In 2009, Serbia's currency situation was defined by the lingering effects of the global financial crisis, which exposed the vulnerabilities of its economy. The Serbian dinar (RSD) faced significant downward pressure throughout the year, driven by a sharp decline in foreign direct investment, a drop in export demand, and a fall in remittances from the diaspora. These factors led to a worrying depletion of foreign exchange reserves as the National Bank of Serbia (NBS) intervened heavily to slow the dinar's depreciation, aiming to curb inflation and maintain economic stability.
The government and the central bank responded with a combination of orthodox and crisis measures.
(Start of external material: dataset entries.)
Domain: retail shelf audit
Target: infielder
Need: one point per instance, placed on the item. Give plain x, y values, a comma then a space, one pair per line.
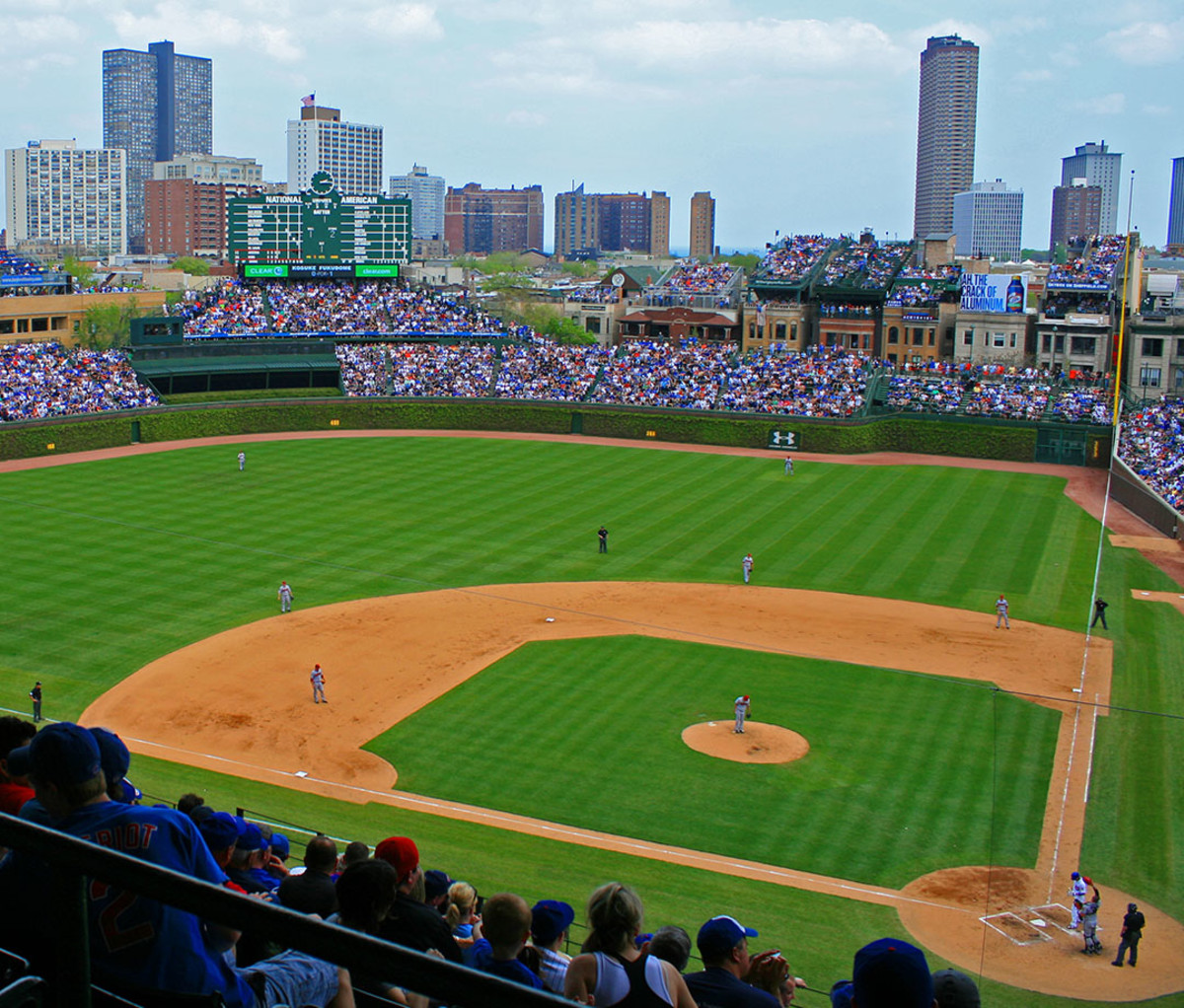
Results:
1076, 897
741, 709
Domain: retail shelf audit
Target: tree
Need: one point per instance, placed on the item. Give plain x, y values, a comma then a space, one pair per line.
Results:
192, 265
82, 273
107, 325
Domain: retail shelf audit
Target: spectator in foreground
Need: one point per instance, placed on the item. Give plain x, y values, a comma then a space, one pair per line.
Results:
412, 922
891, 972
613, 968
164, 948
731, 977
313, 890
550, 920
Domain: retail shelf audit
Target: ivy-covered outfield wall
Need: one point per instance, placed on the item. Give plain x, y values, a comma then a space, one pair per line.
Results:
941, 436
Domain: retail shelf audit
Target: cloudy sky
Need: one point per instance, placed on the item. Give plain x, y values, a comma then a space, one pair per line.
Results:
798, 117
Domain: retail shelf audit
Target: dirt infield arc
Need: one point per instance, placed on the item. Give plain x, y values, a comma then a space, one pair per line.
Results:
195, 698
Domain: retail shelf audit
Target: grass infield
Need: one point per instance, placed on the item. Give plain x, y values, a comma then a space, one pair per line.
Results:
112, 563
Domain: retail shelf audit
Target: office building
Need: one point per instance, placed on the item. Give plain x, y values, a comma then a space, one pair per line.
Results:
1176, 206
660, 225
59, 195
1076, 212
426, 195
157, 105
492, 220
1094, 164
211, 168
703, 226
945, 131
609, 221
989, 221
352, 153
187, 217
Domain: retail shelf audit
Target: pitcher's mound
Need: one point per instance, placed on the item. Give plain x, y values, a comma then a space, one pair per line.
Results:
759, 743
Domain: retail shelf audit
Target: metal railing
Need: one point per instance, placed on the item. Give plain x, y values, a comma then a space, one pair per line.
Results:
75, 860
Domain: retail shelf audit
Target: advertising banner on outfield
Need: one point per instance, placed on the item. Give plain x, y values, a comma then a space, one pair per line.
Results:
998, 292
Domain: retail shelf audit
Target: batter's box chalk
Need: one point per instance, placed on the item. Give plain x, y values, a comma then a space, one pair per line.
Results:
1015, 928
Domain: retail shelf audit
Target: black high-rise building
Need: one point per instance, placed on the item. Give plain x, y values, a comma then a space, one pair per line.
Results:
157, 105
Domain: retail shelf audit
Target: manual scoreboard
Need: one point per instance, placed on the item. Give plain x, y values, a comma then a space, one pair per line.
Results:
319, 227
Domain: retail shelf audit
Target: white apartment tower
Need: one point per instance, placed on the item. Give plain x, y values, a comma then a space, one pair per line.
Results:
989, 220
350, 153
426, 195
60, 194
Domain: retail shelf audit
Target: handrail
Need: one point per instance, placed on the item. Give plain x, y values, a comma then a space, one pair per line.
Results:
438, 978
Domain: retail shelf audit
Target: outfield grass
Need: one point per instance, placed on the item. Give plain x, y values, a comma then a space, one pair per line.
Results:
880, 763
111, 564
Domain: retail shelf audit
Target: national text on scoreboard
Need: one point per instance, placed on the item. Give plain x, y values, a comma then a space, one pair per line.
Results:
319, 227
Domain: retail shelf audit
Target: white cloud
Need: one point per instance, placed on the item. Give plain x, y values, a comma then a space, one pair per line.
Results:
1147, 42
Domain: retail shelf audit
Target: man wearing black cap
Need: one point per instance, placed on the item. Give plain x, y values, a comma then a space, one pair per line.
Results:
140, 941
1132, 931
727, 968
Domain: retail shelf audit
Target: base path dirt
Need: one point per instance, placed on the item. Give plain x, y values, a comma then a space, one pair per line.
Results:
1001, 922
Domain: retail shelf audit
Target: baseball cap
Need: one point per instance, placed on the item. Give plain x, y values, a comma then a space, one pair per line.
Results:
400, 852
954, 989
62, 754
219, 830
549, 919
720, 935
436, 883
889, 972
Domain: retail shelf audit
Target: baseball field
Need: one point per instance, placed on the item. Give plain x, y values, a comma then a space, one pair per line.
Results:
520, 704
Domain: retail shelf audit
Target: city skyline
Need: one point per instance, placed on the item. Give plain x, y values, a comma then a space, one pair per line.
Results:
794, 124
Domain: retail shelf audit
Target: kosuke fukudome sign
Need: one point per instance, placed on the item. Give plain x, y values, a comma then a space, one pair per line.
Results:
995, 292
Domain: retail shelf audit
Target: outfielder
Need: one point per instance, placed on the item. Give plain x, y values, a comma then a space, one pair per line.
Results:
1000, 612
741, 709
1076, 897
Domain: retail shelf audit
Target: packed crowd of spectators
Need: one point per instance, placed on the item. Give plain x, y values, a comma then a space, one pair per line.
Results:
1152, 444
546, 371
820, 383
793, 258
42, 380
74, 780
865, 264
687, 377
692, 277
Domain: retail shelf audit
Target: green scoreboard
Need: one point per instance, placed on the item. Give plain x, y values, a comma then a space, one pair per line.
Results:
319, 227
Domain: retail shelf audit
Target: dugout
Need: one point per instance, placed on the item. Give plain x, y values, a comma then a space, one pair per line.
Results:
216, 366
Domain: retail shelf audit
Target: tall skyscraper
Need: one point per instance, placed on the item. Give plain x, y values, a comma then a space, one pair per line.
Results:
660, 224
63, 195
352, 153
945, 131
703, 226
1176, 206
1094, 164
492, 220
1076, 213
989, 220
157, 105
426, 195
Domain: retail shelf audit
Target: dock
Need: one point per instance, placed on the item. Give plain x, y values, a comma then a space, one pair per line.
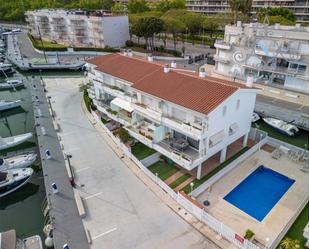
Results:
63, 211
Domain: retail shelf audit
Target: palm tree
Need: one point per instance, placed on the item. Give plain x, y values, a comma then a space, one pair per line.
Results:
289, 243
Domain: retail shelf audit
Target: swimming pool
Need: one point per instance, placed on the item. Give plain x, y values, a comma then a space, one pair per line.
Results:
259, 192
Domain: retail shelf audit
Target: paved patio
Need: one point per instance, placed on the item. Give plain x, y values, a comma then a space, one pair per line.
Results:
278, 217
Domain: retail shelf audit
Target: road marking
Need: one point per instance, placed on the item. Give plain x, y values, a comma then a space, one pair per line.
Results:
90, 196
80, 170
105, 233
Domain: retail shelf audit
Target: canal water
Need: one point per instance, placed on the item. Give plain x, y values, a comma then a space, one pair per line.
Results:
21, 210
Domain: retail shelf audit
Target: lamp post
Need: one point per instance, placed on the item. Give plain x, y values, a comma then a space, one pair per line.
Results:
72, 180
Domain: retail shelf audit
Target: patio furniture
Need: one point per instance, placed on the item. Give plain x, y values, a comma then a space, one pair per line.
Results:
180, 144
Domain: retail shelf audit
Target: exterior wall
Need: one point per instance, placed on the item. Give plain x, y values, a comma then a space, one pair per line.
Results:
171, 118
275, 55
75, 29
299, 7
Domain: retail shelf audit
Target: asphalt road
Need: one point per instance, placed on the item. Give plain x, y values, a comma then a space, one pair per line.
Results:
122, 213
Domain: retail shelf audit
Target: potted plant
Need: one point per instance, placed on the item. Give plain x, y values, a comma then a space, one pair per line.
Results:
249, 234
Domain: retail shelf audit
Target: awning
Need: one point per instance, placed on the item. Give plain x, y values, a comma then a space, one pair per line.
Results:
123, 104
218, 137
234, 127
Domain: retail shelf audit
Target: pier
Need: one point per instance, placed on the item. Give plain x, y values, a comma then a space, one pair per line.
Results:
62, 207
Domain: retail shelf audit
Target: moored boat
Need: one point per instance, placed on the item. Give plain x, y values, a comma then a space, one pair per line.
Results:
11, 180
282, 126
9, 240
9, 142
255, 117
19, 161
6, 104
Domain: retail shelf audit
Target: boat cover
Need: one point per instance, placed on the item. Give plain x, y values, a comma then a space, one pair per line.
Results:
8, 240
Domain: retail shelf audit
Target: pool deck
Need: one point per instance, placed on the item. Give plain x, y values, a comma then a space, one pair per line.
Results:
276, 220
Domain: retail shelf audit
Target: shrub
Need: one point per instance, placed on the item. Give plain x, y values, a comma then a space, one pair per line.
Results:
123, 135
87, 100
249, 234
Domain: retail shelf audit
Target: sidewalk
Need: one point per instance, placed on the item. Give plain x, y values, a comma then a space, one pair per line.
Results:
201, 227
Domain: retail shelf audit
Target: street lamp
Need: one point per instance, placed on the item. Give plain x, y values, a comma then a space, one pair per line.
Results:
192, 185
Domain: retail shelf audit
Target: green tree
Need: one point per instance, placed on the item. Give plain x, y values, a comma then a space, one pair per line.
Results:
137, 6
173, 26
119, 9
288, 243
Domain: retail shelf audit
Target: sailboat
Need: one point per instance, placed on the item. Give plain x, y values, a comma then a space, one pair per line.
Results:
9, 142
13, 179
19, 161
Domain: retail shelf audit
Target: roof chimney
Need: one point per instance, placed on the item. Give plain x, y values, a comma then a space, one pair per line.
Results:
173, 64
166, 68
150, 58
202, 73
130, 53
249, 82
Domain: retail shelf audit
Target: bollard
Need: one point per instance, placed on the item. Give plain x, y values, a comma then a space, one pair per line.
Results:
47, 154
43, 130
54, 188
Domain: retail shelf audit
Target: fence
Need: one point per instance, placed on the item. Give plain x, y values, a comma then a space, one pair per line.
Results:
198, 212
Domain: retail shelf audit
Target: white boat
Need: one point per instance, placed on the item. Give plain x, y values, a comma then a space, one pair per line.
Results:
13, 179
255, 117
9, 142
11, 84
281, 126
6, 104
9, 240
17, 162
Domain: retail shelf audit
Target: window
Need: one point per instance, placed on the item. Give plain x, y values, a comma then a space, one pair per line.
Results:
238, 103
224, 111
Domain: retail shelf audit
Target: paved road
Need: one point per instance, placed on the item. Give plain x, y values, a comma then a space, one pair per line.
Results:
122, 213
284, 110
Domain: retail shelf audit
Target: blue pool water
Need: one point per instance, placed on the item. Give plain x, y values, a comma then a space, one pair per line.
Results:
259, 192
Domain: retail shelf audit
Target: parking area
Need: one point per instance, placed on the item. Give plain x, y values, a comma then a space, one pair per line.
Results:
122, 213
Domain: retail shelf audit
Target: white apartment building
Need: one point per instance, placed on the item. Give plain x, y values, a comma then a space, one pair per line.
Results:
300, 8
273, 55
186, 117
79, 28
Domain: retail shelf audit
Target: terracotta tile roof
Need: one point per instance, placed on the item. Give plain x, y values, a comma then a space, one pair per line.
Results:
187, 90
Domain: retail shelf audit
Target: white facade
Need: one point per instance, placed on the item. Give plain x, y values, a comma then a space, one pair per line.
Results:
157, 122
79, 28
300, 8
275, 55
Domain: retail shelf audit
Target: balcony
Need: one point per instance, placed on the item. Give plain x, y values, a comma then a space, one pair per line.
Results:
147, 112
222, 44
193, 130
221, 59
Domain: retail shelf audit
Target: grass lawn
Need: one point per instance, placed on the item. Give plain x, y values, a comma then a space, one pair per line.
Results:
300, 140
296, 230
179, 181
197, 182
163, 169
141, 151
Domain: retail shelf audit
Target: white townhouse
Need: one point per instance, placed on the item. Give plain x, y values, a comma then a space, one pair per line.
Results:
187, 117
274, 55
79, 28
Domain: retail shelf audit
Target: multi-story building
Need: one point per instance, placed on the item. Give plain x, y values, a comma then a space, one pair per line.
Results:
299, 7
79, 28
273, 55
185, 116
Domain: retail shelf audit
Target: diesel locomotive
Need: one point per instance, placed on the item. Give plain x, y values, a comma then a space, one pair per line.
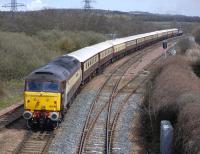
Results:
50, 89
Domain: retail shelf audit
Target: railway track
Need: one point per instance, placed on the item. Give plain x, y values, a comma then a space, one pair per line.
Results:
130, 91
11, 116
35, 142
97, 129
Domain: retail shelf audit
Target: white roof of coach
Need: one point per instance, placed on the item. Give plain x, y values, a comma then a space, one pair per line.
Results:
118, 41
86, 53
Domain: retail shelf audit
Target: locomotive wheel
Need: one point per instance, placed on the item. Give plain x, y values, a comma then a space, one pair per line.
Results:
30, 124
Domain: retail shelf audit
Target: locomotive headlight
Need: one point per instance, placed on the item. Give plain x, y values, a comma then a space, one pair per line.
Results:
54, 116
27, 115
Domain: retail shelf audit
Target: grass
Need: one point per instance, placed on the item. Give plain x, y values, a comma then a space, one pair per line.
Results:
172, 94
12, 93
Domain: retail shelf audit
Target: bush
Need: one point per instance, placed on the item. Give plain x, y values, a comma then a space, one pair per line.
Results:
173, 94
183, 45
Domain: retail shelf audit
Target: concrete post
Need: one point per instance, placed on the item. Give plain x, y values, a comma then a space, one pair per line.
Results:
166, 137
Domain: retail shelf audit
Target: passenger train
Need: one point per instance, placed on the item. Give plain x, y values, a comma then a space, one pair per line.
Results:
49, 90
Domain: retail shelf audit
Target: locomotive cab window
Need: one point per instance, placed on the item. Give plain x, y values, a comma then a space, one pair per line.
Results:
42, 86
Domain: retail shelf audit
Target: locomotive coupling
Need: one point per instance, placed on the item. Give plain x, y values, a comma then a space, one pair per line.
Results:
27, 115
54, 116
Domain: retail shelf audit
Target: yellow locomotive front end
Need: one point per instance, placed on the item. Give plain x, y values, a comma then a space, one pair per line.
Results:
42, 103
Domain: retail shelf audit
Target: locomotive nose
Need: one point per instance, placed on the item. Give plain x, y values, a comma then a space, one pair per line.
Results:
54, 116
27, 115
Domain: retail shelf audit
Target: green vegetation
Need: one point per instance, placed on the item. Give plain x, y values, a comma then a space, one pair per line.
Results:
173, 94
30, 39
196, 34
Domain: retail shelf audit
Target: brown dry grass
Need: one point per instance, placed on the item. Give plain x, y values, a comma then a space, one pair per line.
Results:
173, 94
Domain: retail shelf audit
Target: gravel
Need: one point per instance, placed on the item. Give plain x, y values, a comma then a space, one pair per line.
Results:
122, 142
69, 134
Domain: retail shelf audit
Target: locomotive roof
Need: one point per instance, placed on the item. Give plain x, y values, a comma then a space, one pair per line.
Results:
58, 69
88, 52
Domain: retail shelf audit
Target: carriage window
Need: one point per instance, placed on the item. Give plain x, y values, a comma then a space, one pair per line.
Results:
42, 86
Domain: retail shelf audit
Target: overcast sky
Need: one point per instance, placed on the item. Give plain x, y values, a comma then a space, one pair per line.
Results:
185, 7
The NBS raised its key policy rate multiple times, eventually reaching 17.75% by the third quarter, making it one of the highest in Europe, to defend the currency and combat inflation. Concurrently, Serbia entered into a €2.9 billion standby arrangement with the International Monetary Fund (IMF) in March 2009. This program provided crucial external financing and bolstered confidence, but it required strict fiscal austerity, including cuts in public wages and pensions, which were socially and politically difficult.
By the end of 2009, the situation had stabilized but at a considerable cost. The dinar had depreciated by roughly 15% against the euro over the year, and the economy contracted by approximately 3%. The IMF program helped avert a balance of payments crisis and restored some investor confidence, but the high-interest-rate environment stifled domestic credit and economic growth. Thus, the currency situation of 9 left a legacy of economic contraction, enforced fiscal discipline, and a fragile recovery that set the stage for the challenges of the following decade.